Dear Editor-in-ChiefIn professional soccer, the high rate of recurrence after a hamstring strain forces therapists to reflect about the most appropriate interventions in order to prevent subsequent occurrence of the same injury. In this context, the return-to-play (RTP) decision represents a key point. Even if there is little original RTP research, some authors proposed guidelines or suggestions to help clinicians to make an informed decision as to whether an injured athlete may safely return to practice and/or competition (Matheson et al., 2011; Herring et al., 2012). For example, a recent model developed by Creighton could clarify the processes that clinicians have to apply when making their decisions (Creighton et al., 2010).
The aim of this study was to analyse how clinicians decide, in their daily practice, when a hamstring injured professional soccer player is fully able to get back to competitive soccer activities.
In collaboration with the French and the Belgian Soccer Associations, 37 sports medicine physicians from French (League 1 and 2) and Belgian (1st division) male professional soccer clubs filled in a questionnaire. Physicians were asked to rank a list of RTP criteria after Hamstring Strain (HS) according to their actual daily medical practice and, for some criteria, to answer to detailed questions.
As represented in Table 1, a complete pain relief was considered as the most important criterion, presumably because pain would indicate incomplete healing. This strict rule of “no pain” is, in most cases, recommended by RTP experts, whatever the type of lesion (Kvist, 2004).
Muscle strength performance assessment was also considered as an essential RTP criterion. This result is not surprising, as it is proven that a muscle strength abnormality increases HS recurrence (Croisier et al., 2008). However, the way to highlight a muscular abnormality appears sometimes very different among professional soccer clubs physicians: as represented in Figure 1, there is a lack of consensus about the choice of the assessment device (isokinetics or other), the elements taken in consideration for determining that muscle strength is sufficient and the limits of strength differences between injured and uninjured sides.
The subjective feeling reported by the player seemed important for the questioned physicians (third criterion in the ranking). Indeed, apprehension, fear and anxiety are associated with a higher risk of re-injury in addition to negative effects on performance (Glazer, 2009) and some authors insist on the importance of a conversation with the athlete about his mental readiness and confidence (fear of failure, fear of further injury) to return to play safely (Clover and Wall, 2010).

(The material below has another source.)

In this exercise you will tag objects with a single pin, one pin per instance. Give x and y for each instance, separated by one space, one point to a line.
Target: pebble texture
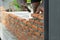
22 29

Hamstring muscle flexibility represented the fourth most important RTP criterion. Even if the relationship between a lack of flexibility and an increased risk of muscle injury remains unclear, some recent studies tended to establish a positive correlation between these two parameters. In a soccer players’ population, Witvrouw et al. (2003) demonstrated an association between a poor hamstring flexibility and the risk of developing a lesion on that muscle group.
In conclusion, we observed that nearly 80% of the questioned physicians used at least seven criteria to assess player’s ability to return to full sport. For some of these, notably muscle strength assessment, it appears that there is a lack of consensus about the choice of the assessment parameters and the limit values allowing doctors to authorize or forbid RTP. Even if the scientific evidence about this topic is not sufficient at the moment, some lines of thinking have been proposed, and their implementations are now possible. An effort could particularly be realized for applying, in actual medicine practice the elements which have been scientifically demonstrated to lower re-injury rate.